Кровь поэта препарировали разного рода специалисты - эстеты и психологи (одну из рецензий даже написал Зигмунд Фрейд). Взаимоотношения с интерпретаторами отнимали много времени у Кокто. Применительно к психологическим толкованиям своего фильма, он соглашался, что поэт живет, не осознавая истинных причин своих позывов и желаний, но в этом пусть разбираются другие, не он. Тем не менее, сценарий Крови поэта вышел с авторским послесловием, в котором Кокто попытался объясниться прозой. Там же он честно признавался (а может быть, с долей лукавства, кто знает?), что даже он, сам автор, не в состоянии пересказать содержание Крови поэта. Задачей режиссера было застать врасплох поэтическое состояние: "Многие думают, что такого состояния не существует, что это некое самопроизвольное возбуждение. Однако даже те, кто находится дальше всех от поэтического состояния, когда-нибудь его да испытали".

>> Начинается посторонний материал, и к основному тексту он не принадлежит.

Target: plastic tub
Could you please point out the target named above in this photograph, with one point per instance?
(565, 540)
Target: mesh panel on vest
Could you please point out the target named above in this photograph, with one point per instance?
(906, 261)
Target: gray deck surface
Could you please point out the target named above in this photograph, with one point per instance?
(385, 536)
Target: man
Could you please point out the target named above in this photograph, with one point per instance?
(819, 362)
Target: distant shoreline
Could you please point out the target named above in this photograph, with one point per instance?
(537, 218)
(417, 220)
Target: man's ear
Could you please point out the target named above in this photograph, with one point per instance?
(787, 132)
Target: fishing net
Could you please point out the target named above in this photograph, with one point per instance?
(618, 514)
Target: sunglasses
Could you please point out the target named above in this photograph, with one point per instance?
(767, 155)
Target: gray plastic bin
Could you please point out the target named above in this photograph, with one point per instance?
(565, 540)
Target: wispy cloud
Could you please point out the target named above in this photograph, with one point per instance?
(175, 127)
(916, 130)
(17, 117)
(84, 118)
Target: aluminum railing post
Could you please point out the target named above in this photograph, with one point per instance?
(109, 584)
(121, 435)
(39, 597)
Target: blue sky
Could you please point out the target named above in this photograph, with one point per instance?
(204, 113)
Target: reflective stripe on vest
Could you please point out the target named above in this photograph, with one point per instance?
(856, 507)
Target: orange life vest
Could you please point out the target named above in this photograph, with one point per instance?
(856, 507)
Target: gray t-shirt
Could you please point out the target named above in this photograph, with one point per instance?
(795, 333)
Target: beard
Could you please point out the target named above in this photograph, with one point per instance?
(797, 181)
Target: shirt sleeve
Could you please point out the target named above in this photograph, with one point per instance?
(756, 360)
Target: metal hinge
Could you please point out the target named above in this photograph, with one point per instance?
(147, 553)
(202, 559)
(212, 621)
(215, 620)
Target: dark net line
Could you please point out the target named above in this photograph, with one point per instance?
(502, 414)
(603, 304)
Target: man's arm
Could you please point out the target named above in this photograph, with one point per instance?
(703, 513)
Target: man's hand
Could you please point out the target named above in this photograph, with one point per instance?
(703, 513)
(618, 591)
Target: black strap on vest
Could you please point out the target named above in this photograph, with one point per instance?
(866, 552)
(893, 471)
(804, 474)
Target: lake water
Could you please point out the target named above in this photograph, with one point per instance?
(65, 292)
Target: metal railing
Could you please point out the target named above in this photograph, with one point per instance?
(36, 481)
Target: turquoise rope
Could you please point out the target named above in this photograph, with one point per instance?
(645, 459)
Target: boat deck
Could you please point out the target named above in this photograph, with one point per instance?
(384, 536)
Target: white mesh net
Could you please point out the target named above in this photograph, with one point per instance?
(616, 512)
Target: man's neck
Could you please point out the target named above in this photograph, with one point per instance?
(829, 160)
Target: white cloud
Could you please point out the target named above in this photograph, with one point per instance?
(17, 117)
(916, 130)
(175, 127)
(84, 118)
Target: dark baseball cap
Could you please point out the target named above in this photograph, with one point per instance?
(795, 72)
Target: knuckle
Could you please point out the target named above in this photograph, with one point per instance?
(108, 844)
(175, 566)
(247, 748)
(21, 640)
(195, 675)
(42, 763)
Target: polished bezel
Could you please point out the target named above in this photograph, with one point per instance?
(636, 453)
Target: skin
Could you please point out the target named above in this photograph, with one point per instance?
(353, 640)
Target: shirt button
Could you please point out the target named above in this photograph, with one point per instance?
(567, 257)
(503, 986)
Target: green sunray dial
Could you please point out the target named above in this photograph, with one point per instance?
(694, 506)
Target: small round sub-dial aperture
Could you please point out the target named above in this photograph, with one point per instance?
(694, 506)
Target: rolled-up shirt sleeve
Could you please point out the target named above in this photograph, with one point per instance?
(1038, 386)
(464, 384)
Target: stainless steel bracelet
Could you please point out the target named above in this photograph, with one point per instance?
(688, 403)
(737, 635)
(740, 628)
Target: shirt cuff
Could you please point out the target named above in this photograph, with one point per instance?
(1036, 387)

При всей невозможности дешифровать высказывания Кокто его энциклопедия образов имеет ряд стойких повторений. Речь здесь не только о зеркале, как границы в инобытие, через которую способны пройти лишь избранные, Кокто тоже часто обращается к теме детства. В Портретах-воспоминаниях значительная часть посвящена отрочеству. Первая сцена из Трудных детей /1950/ (по разным сведениям, Мельвиль снимал фильм под непосредственным контролем автора) будет означена играми в зимнем школьном саду. В Крови поэта подростки, играя в снежки, разрушали статую.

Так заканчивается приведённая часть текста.